Come riportano Lorenzo D’Albergo e Mauro Favale su Repubblica:
sembra di stare in un cantiere abbandonato, coi tondini di ferro che spuntano dal cemento, nessun operaio, giusto un gatto che riesce a passare tra le reti, bottiglie di plastica vuote, cartacce, un giornale spiegazzato. E invece è una delle tante aree di transito che collegano i 13 padiglioni che compongono questo enorme ospedale, 238.000 metri quadri. E, soprattutto, è il punto esatto della «manomissione » dell’altra sera, del «sabotaggio», come l’hanno chiamato fin da subito tecnici e direzione generale, che stava per mettere in ginocchio questa cittadella della salute che sorge da 80 anni, tra la via Portuense e la via Gianicolense.
A metà pomeriggio, due addetti alla manutenzione passano da lì a dare un’occhiata alla grata. Si avvicina anche un medico della direzione sanitaria. Si chiama Luca Casertano. Se gli chiedi chi possa essere stato a mettere a rischio la vita di centinaia di pazienti, forse un pazzo, dice che non ne ha idea. Però l’episodio è inquietante, fa paura. Anche perché, prosegue Casertano, «la preoccupazione è che possa ripetersi». Difficile, in effetti, vigilare su un’area così grande, frequentata quotidianamente da migliaia di persone tra personale, pazienti e familiari, bivacco di clochard (uno è stato trovato morto di freddo nei giardini a metà novembre), teatro di furti ed episodi di vandalismo (per terra, tra i padiglioni Morgagni e Lancisi, vetri di un finestrino d’auto andato in frantumi), con un pronto soccorso in costante affanno e una mobilitazione sindacale che va avanti da mesi a causa del blocco del turn over e della ristrettezza delle risorse.
Antonio D’Urso, da 7 mesi direttore generale, è stato il primo ad avanzare l’ipotesi di un guasto doloso.

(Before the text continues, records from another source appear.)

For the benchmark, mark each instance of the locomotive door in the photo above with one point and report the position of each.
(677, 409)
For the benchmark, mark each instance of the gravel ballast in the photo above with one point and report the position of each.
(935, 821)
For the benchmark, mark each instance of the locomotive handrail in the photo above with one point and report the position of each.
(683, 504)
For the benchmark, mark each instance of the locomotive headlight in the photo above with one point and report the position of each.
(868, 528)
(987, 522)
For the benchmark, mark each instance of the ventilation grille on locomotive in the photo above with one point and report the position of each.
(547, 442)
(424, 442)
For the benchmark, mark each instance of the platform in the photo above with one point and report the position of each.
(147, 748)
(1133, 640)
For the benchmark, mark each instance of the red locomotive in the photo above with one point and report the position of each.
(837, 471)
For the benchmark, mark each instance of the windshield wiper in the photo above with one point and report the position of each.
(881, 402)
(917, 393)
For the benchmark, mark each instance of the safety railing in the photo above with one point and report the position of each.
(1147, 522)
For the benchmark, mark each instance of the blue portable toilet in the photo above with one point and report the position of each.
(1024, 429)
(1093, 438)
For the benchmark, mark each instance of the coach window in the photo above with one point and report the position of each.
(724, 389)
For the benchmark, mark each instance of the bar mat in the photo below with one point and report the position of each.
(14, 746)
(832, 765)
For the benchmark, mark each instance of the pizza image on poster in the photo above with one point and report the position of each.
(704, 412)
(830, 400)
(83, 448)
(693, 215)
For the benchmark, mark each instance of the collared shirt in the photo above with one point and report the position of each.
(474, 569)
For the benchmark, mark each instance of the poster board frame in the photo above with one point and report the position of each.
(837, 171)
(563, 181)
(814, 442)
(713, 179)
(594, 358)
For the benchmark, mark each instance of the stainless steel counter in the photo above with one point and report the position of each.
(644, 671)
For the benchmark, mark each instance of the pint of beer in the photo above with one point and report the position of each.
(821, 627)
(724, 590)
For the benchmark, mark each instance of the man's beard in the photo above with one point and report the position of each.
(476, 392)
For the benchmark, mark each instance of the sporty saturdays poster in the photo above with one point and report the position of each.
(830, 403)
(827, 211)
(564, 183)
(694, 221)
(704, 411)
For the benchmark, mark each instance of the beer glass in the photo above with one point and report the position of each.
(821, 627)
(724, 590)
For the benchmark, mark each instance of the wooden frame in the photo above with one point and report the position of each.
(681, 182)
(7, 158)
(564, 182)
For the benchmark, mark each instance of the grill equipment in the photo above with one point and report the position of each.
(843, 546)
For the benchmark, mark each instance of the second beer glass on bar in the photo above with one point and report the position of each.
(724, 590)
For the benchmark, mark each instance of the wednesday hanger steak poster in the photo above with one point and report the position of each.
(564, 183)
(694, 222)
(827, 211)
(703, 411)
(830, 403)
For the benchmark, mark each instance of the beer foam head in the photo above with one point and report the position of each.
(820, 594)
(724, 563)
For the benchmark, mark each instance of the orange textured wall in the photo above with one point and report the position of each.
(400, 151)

Fa di tutto per cercare di abbassare la tensione e i veleni attorno all’ospedale ed è convinto che «in questa faccenda il personale sanitario è estraneo. Non posso credere che ci sia qualcuno capace di mettere a rischio la vita dei malati». La manomissione di tre sere fa, però, poteva costare carissima ai 10 pazienti ricoverati all’ultimo piano del padiglione Lancisi, in terapia intensiva neurochirurgica.
Inoltre, come scrive Elena Panarella sempre sul Messaggero, la cittadella della sanità è nel degrado: rifiuti in corridoio, bagni e ascensori rotti. Di notte si trovano siringhe, cartoni e anche escrementi davanti ai reparti.
«Pannoloni, preservativi e feci lasciate tra gli androni e spazi verdi». È la situazione denunciata ai Carabinieri del Nas e fotografata dall’associazione Assotutela. «Come testimoniano scatti e video fatti durante un sopralluogo insieme al coordinatore nazionale Carlo Valguarnera – spiega il presidente Michel Emi Maritato – possiamo dichiarare liberamente che il San Camillo è ormai un ospedale discarica dove oltre a sbandati, barboni c’è anche chi si prostituisce e vive accampato tra il Forlanini e il San Camillo. Pannoloni, guanti in lattice utilizzati, preservativi e materiale organico abbandonati per giorni tra corridoi e reparti».